We had an amazing trip to Boston this year for the Ohtahara Syndrome Conference and Family Gathering.  In total, nine families joined us for the event and we truly were blessed to have each and every one of them in attendance.  To say the children are an absolute delight, is an understatement by far.  The conference room on Friday was full of children- siblings playing together ( and seeing that there are other siblings out there that have a brother or sister with Ohtahara Syndrome) and the children cooing and babbling - or even yelling at us during the conference.  These are noises that are music to my ears.  We truly love and appreciate the laughter and joy of children; it just brings such comfort and happiness to the group!  Thank you families for keeping the children with us in the room, I loved their input! 

We had eight speakers for Friday lined up.  This meant most of the day was full for conference, but it was full of some wonderful information too.  We are currently working on uploading the videos to our YouTube page (for now you can view last year's conference videos).  We will share when they are uploaded and available for viewing.  For now I will share a few of the slides and photos, but stay tuned to the upcoming July newsletter, Ohtahara Syndrome Community Newsletter, for more info and updates. 

Thank you for the wonderful welcome Boston Children's Hospital!!

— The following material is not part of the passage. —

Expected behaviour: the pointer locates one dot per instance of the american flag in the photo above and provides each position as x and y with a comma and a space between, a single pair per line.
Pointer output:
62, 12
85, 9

We had the great opportunity to tour the zebrafish lab while we were in Boston.  We were so happy to be able to see what the research efforts of the Boston Neurology Department and Epilepsy Genetics Program have been able to accomplish and where they are moving to.  The zebra fish lab is huge, however the zebrafish are quite small!  They have small stripes on them when they are full grown, giving them their name.  In the lab we did not see any zebrafish having seizures as they are not in the lab as of yet, however, we did get to see the other research that is going on for Muscular Dystrophy and skin tumors for example.  This is fascinating and gives us so much hope that at some point answers can be found for a treatment option for Ohtahara Syndrome!  Can you imagine that? Can you?!!  I can say that I will be crying tears of joy when that day happens and yes I say when because I know that this team has their heart in their work and are so dedicated to the families and children.  I don't know when, but I still have hope!!  On a side note, working with zebrafish enabled researchers to find a medication that may be effective in children with Dravet Syndrome.  Dravet Syndrome is another rare pediatric epilepsy.  This in itself brings me hope that it can be possible for our children with Ohtahara Syndrome.  Why not??  I have been praying for better treatment options since Aaron was diagnosed, four years now and I know there are families that have been praying for it much longer.  It seems with continued research and participation there might be an answer in their future.  Overall the zebrafish lab was so interesting to see and really made us hopeful and thankful to the team for continuing with Ohtahara Syndrome.  We are so grateful.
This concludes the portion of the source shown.